Injuries, illnesses, and fatal injuries in mining in 2010

By Sean Smith, Office of Compensation and Working Conditions

Fatal injuries in the mining industry declined throughout the 20th century. From 1900 to 1945 there were more than 1,000 fatal injuries every year in coal mining alone, according to the U.S. Department of Labor Mine Safety and Health Administration (MSHA).1 Since the U.S. Bureau of Labor Statistics (BLS) began collecting fatal injury data in 1992, there have been no more than 60 fatal injuries in coal mining in any given year, and fewer than 200 fatal injuries per year for all workers in the mining industry as a whole.
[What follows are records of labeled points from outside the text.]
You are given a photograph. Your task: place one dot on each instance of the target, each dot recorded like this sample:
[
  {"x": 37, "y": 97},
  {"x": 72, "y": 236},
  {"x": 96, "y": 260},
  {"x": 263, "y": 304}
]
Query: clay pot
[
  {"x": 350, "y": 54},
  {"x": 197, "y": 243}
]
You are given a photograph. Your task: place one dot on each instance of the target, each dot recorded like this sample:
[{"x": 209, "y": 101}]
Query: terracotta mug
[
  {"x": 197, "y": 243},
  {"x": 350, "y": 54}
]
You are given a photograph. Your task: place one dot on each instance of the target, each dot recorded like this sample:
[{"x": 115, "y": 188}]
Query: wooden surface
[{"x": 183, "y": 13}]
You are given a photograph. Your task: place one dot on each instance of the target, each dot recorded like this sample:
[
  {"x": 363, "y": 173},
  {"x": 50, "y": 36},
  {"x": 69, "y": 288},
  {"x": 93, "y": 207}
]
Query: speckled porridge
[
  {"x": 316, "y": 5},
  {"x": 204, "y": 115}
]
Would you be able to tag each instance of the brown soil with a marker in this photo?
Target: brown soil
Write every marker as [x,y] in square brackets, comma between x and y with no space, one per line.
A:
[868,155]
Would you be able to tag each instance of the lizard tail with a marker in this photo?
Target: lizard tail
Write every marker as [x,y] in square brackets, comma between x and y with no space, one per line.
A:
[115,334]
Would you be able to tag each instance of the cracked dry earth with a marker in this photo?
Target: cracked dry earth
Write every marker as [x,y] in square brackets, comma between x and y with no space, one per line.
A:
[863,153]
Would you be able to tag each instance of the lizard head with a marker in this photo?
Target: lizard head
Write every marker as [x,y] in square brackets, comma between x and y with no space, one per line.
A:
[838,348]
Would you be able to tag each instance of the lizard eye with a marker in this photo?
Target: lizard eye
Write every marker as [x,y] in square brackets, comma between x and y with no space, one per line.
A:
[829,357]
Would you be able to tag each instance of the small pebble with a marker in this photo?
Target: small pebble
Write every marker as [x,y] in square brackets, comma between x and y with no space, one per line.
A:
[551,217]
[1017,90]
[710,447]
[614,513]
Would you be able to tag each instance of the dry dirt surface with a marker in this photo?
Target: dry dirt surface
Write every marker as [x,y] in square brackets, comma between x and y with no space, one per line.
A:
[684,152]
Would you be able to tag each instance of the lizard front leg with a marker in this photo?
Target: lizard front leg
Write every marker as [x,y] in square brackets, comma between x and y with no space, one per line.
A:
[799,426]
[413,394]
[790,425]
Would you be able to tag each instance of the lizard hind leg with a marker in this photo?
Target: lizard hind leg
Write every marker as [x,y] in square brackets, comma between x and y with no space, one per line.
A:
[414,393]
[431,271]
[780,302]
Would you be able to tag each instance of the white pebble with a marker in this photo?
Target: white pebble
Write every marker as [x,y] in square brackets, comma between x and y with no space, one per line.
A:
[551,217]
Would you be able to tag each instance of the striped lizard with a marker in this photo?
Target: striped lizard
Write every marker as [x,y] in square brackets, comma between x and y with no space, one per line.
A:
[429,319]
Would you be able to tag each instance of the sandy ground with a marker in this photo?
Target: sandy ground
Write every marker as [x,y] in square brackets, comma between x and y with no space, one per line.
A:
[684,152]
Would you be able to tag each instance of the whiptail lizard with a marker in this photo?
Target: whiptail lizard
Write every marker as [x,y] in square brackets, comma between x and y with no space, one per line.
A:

Despite such improvements, fatal injury rates in mining remain more than four times higher than the average for all industries, and high-profile accidents continue to make headlines. The explosion in the Upper Big Branch coal mine in West Virginia in April 2010 took the lives of 29 workers, which was more than the total number of fatal injuries in coal mining in 2009.2 Also in April 2010, an explosion and fire on the Deepwater Horizon offshore oil drilling platform in the Gulf of Mexico killed 11 workers. In total, there were 172 fatal work injuries in the mining industry during 2010.